Frequently asked questions

Is DeepSeek R1 or GPT-4o mini better for coding?

Public SWE-Bench figures are not available for either model, so the honest test is your own repository — run an identical real bug through both. By design, DeepSeek R1 leans toward open-weight reasoning model while GPT-4o mini leans toward very low cost per token for its capability tier, and that positioning usually predicts which feels better on your codebase.

Which is cheaper, DeepSeek R1 or GPT-4o mini?

DeepSeek R1 is open-weight, so self-hosting means no per-token fee (you pay for hardware instead), while GPT-4o mini is API-metered at $0.15/$0.6 per 1M tokens. For most teams without GPUs, the API model is cheaper to start; at very high volume, self-hosting can win.

Which has the bigger context window?

Both advertise 128K (~192 pages).

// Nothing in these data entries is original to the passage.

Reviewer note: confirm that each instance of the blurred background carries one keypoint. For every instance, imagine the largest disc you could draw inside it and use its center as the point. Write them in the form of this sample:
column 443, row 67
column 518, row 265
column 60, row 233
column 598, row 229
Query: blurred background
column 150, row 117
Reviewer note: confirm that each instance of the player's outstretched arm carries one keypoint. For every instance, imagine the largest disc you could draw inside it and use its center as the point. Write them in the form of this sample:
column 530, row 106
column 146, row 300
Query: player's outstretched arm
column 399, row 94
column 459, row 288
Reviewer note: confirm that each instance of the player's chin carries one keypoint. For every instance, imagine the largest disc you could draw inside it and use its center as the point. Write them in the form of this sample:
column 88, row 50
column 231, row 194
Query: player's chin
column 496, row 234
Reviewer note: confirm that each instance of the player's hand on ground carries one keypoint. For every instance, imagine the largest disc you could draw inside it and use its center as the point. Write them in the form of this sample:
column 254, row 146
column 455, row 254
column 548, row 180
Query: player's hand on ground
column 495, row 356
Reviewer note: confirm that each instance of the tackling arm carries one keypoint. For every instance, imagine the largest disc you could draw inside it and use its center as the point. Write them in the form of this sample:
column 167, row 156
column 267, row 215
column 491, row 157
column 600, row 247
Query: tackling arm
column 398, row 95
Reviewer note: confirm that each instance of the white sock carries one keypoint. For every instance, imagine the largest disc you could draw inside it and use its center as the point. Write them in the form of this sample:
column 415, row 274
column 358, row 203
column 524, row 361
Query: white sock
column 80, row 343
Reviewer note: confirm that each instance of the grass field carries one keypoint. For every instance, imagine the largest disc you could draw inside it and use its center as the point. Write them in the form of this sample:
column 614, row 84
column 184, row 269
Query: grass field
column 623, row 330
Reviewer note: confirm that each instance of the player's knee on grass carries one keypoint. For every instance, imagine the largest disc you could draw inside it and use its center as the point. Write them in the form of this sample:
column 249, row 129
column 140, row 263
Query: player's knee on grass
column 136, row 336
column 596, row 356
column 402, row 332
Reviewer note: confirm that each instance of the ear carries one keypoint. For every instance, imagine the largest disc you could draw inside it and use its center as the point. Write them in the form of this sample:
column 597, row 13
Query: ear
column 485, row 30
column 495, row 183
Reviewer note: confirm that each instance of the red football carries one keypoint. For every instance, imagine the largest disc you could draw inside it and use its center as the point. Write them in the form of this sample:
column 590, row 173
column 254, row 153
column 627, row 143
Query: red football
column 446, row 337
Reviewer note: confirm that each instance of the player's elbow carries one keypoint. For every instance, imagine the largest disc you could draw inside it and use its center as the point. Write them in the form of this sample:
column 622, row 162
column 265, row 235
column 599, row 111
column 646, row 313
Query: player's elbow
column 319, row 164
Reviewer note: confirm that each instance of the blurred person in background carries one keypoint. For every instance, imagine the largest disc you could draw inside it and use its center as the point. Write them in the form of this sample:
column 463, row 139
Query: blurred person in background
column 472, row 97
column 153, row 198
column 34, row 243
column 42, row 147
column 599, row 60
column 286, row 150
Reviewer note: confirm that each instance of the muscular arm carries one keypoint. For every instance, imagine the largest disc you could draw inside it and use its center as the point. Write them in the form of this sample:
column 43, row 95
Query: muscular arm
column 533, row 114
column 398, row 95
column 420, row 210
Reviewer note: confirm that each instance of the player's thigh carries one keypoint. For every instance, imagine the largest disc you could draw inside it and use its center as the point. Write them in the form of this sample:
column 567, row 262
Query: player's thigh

Remember advertised ≠ usable: recall typically degrades before the ceiling.

Can I use both DeepSeek R1 and GPT-4o mini together?

Yes — a multi-model platform like LumiChats gives you DeepSeek R1, GPT-4o mini and 40+ others under one ₹69/day pass (about $1/day), so you can draft with one and cross-check with the other instead of buying two subscriptions.

Which is newer, DeepSeek R1 or GPT-4o mini?

DeepSeek R1 — released January 2025, about 6 months after GPT-4o mini.

Related comparisons

Specifications and benchmarks reflect publicly reported figures as of June 2026 and may change as providers release updates. Always verify on your own workload.